After configuration, I recommend testing these typical scenarios:

  • Code search (triggers Explore)
  • Documentation retrieval (triggers Librarian)
  • Visual analysis (triggers Multimodal-looker)
  • Complex architecture design (triggers Oracle or Ultrabrain)

9. Conclusion

The biggest takeaway from this configuration exercise: there’s no best model, only the most suitable one.

  • Kimi-K2.5: Top choice for multimodal scenarios—visual analysis, long document processing
  • MiniMax-M2.5: Code review and quick edits powerhouse with unbeatable value
  • GLM-5.0: The “brain” for complex planning and orchestration—low hallucination matters
  • DeepSeek-V3.2: Budget-friendly expert for deep work and documentation retrieval
  • GLM-4.7: Balanced performer for medium-complexity tasks

After applying this configuration, the entire system feels noticeably more efficient.

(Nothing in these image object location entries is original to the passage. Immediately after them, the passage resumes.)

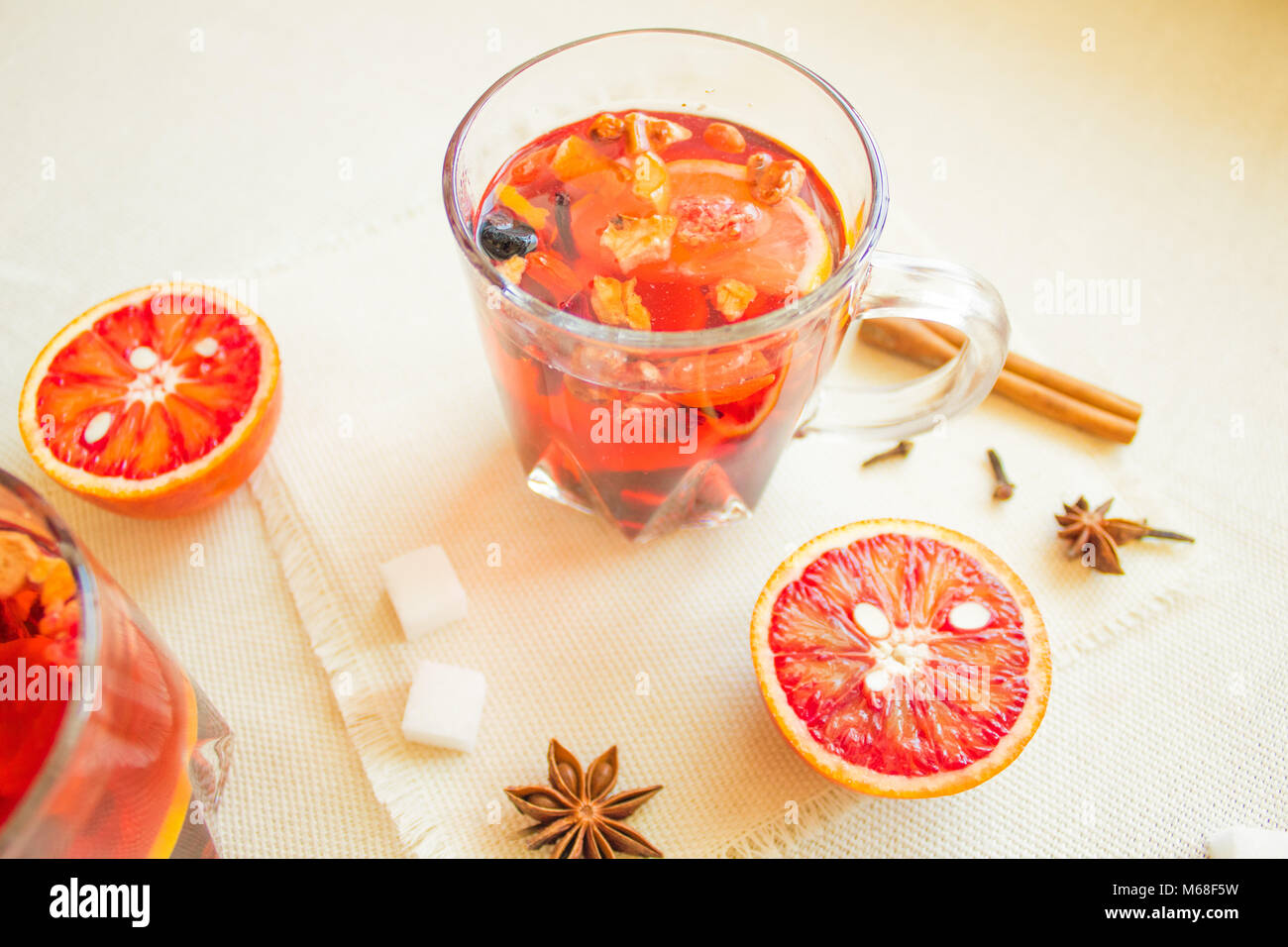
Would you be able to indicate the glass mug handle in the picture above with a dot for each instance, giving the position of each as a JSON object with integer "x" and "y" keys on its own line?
{"x": 927, "y": 290}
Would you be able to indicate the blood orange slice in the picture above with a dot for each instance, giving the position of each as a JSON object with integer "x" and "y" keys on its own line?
{"x": 902, "y": 659}
{"x": 156, "y": 402}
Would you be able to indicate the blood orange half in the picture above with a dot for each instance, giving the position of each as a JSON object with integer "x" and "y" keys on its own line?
{"x": 902, "y": 659}
{"x": 155, "y": 403}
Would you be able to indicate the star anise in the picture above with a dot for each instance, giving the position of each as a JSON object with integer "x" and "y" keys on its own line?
{"x": 576, "y": 813}
{"x": 1085, "y": 526}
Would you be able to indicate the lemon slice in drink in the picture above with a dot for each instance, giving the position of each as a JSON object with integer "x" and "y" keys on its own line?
{"x": 785, "y": 252}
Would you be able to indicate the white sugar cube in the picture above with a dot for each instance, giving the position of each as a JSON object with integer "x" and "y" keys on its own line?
{"x": 424, "y": 589}
{"x": 1243, "y": 841}
{"x": 445, "y": 706}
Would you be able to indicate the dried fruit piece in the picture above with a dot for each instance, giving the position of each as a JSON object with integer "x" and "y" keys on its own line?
{"x": 635, "y": 241}
{"x": 713, "y": 219}
{"x": 649, "y": 133}
{"x": 513, "y": 268}
{"x": 732, "y": 298}
{"x": 507, "y": 196}
{"x": 606, "y": 127}
{"x": 774, "y": 180}
{"x": 575, "y": 158}
{"x": 553, "y": 274}
{"x": 725, "y": 137}
{"x": 528, "y": 169}
{"x": 502, "y": 237}
{"x": 649, "y": 182}
{"x": 617, "y": 303}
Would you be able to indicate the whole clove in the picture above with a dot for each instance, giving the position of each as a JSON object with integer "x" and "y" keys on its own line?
{"x": 1003, "y": 487}
{"x": 900, "y": 450}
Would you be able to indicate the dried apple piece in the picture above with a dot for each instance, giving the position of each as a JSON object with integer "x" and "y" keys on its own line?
{"x": 715, "y": 219}
{"x": 513, "y": 268}
{"x": 649, "y": 133}
{"x": 635, "y": 241}
{"x": 724, "y": 137}
{"x": 532, "y": 215}
{"x": 617, "y": 304}
{"x": 606, "y": 127}
{"x": 649, "y": 180}
{"x": 529, "y": 167}
{"x": 732, "y": 298}
{"x": 774, "y": 180}
{"x": 575, "y": 158}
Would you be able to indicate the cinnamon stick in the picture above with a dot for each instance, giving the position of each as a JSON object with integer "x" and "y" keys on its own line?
{"x": 915, "y": 341}
{"x": 1054, "y": 379}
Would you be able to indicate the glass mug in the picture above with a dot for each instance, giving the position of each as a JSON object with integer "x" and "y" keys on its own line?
{"x": 136, "y": 763}
{"x": 657, "y": 431}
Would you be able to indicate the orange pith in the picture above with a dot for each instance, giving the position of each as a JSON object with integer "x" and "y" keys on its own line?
{"x": 156, "y": 402}
{"x": 912, "y": 705}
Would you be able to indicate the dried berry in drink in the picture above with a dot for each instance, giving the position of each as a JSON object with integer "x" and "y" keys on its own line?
{"x": 502, "y": 237}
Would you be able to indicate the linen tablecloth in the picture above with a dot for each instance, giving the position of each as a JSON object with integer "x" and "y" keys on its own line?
{"x": 299, "y": 149}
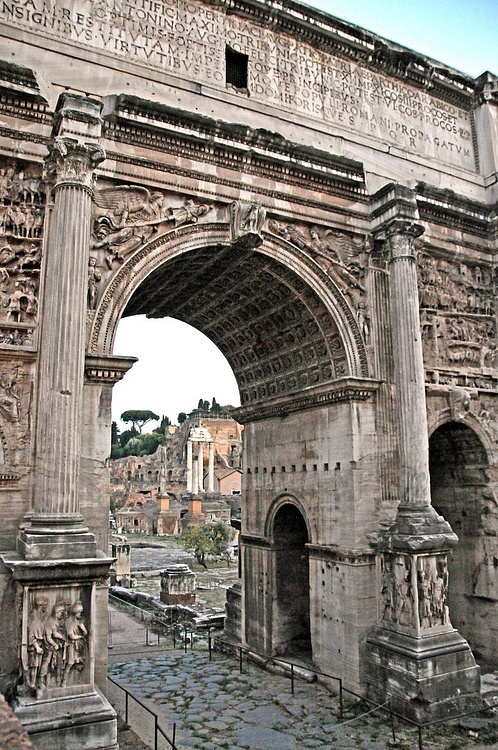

Each agent is doing what it excels at, and costs are more reasonable too.

If you’re also using oh-my-opencode, I’d suggest tweaking the configuration based on your own use cases. After all, finding the right partner for the job is what doubles your productivity.


Note: This article is based on model data from March 2026. Benchmarks and pricing may change—please refer to the latest data.